I looked at the bulb and Barry looked at the bulb and then on some metaphysical level certain thoughts were exchanged.

“Are you thinking what I’m thinking?” asked Barry.

“If it’s what I’m thinking, then yes,” I said.

“I’m thinking chats with the dead,” said Barry. “Lots of chats with the dead and all a lot longer than three measly minutes.”

“Yes,” I said, nodding my head. “I’m up for that. But how and when?”

“Both easy,” said Barry. “After eleven, when they all go home.”

“Hold on,” I said. “They
all
go home after eleven? Does that mean that the bulb never flashes after eleven?”

“Not as far as I know,” said Barry. “I usually get my head down for some sleep after eleven. I have to be up bright and early in the morning. I have another job as a milkman. I’m saving up to be a millionaire.”

I made a fist, but I didn’t use it. “So Developmental Services closes at eleven?”

“It has as long as I’ve been working here. The bulb never flashes after eleven. In fact, there’s hardly anyone left in the building. That’s how I traced where the wire went. There’s only the night watchman and he just sits at the front desk reading nudie books.”

“All right,” I said. “After eleven it is.”

And so we waited until after eleven. We listened at the bulb-booth door as the technicians chatted and smoked before clocking off for the night. And then when all was still and quiet we left the bulb booth and took the lift to the seventeenth floor.

“It will all be locked up, won’t it?” I asked as we sidled up the corridor towards room 23.

Barry shrugged as he sidled. “Dunno,” he said. “I traced the wire up to this floor, but I never tried any of the doors. I was going to, but then” – he shrugged again – “I couldn’t be arsed. I was just so sure that it would be a terrible disappointment, so I didn’t bother.”
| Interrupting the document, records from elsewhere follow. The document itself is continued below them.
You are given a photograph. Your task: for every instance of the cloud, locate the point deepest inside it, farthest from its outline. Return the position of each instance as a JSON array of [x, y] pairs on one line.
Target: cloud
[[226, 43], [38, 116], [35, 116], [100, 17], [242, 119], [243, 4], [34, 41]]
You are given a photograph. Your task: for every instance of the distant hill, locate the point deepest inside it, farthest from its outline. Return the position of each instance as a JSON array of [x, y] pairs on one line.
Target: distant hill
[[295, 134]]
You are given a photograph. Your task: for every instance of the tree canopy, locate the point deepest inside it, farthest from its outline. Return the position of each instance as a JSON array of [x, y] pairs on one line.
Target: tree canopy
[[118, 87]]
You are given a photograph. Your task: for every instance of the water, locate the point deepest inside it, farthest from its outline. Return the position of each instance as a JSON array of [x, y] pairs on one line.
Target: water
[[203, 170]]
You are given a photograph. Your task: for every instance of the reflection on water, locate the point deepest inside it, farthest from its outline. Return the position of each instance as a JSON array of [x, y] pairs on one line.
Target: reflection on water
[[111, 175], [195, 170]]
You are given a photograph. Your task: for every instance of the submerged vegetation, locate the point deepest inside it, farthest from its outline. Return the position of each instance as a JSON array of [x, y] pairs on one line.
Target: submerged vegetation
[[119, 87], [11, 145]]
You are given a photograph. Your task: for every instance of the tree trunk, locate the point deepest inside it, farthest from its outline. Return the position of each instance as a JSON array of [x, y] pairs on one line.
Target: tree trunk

“Fair enough,” I said, although I wasn’t altogether convinced. We had reached the door to room 23, so I put my ear against it.

“Hear anything?” Barry asked.

I withdrew my ear and shook my head. And then I tried the handle. And the door was locked.

“Let’s kick it open,” said Barry. “Stuff it, who cares?”

“I do,” I said. “If we can get away with this without anyone knowing, we can do it every night.”

“Good point. Which leaves us stuffed. Unless you happen to know how to pick locks.”

I grinned at Barry. “Of course I do,” I said. “My friend Dave, who is a criminal by profession, taught me. All I need is a couple of paperclips.”

“No problem,” said Barry, producing them out of thin air.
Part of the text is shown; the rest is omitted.